Credit: The Collection of Howard Hodgkin


Visions of Mughal India: The Collection of Howard Hodgkin

Ashmolean Museum, Oxford, until 22 April

A group of dervishes, stoned or asleep, have assembled in a garden round a tree. Noblemen smoke hookahs on their lavishly carpeted terraces. A mid-17th-century marriage procession passes through a bazaar, where the shops are stocked with vases, sword-hilts, betel leaves and sweets. In the paintings of the Punjab hills, unusual scenes - the Moon god Chandra riding a blackbuck, a passing prince meeting a beautiful village girl at a well, a lady offering milk to a snake - illustrate the different ragas or musical modes.

And then there are the elephants. Other courts have produced albums of royal mistresses; the Mughal emperors seemed to have loved pictures of their prized pachyderms, who did a lot of the heavy lifting and served as battle tanks while also playing prominent roles in state ceremonies. Equally remarkable are the affectionate rapid sketches of the elephants, presumably drawn from life, and the dramatic portrayals of them locked together in staged fights.

These are just a few of the 115 extraordinary images now on display at the Ashmolean. They make up virtually the whole collection of Indian paintings put together over a lifetime by the painter Howard Hodgkin, who will be 80 this year. Covering a period from c.1560 to 1870, they hail from the Deccani sultanates, independent until the 1680s, the Pahari and Rajasthani regions as well as the Mughal court. Though many incorporate Hindu mythology and the customs, costumes and decor of their era - one maharaja is shown sitting on an ivory chair in front of a Victorian lamp bracket - they were selected not for their often fascinating subject matter but purely for their haunting beauty.

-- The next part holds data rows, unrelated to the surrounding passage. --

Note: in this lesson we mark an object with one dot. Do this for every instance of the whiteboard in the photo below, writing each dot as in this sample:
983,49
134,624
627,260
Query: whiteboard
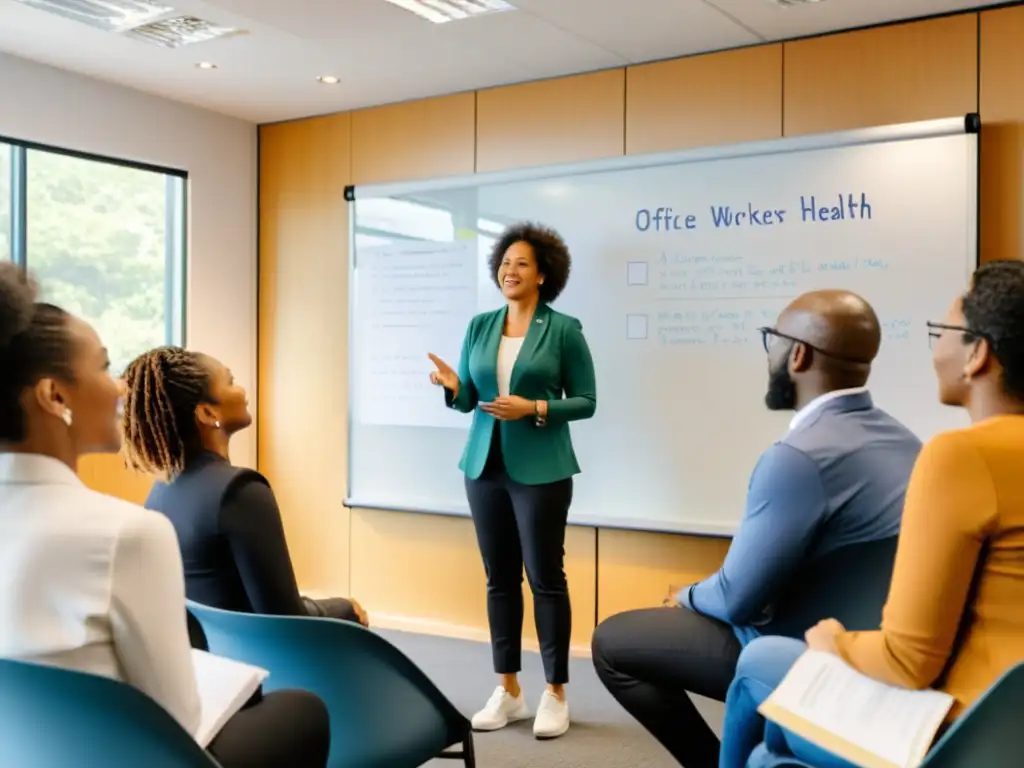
678,259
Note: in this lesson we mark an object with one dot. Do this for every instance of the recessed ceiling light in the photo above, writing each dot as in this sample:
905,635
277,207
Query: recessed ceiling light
440,11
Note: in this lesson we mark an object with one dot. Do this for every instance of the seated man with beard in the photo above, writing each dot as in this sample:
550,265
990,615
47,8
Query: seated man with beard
837,477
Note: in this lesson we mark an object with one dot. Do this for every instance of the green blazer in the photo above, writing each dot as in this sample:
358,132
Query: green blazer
554,365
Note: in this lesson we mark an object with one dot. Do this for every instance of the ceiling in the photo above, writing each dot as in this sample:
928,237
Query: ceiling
382,53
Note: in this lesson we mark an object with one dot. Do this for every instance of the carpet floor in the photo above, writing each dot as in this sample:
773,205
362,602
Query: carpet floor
602,735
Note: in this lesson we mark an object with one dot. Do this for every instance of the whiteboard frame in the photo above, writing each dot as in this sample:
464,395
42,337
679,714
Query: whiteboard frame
968,124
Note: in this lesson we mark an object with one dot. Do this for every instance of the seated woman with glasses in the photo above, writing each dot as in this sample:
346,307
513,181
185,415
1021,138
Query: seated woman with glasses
92,583
953,619
181,410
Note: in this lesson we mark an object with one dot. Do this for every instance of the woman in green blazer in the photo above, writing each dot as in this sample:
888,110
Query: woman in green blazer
525,372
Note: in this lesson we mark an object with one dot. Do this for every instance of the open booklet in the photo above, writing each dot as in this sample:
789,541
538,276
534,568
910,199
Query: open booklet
867,723
224,685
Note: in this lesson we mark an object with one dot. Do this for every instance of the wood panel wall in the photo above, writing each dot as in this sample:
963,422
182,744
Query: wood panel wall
423,571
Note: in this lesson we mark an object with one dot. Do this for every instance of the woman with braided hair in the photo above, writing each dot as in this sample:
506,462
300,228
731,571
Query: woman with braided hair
92,583
181,410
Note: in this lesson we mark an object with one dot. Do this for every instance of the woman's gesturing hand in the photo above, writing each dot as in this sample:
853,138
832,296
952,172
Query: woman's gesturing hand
444,376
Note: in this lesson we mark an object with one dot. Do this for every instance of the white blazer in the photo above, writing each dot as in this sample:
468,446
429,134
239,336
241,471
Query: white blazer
92,583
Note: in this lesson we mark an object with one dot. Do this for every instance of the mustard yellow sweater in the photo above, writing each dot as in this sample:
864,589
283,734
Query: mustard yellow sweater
963,521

Some are simply exquisite, notably the trio of bird paintings depicting orioles, mynahs and pigeons. More mysterious are the work of an artist known as Nainsukh (or "Delight of the Eye"). One shows his noble master Raja Balwant Singh proving his prowess as, accompanied by dogs and mounted companions wielding spears, he hunts down an oversized tiger. Rather less glorious is another drawing, virtually monochrome except for his pink slippers, where Singh confronts a lone goose in a walled courtyard.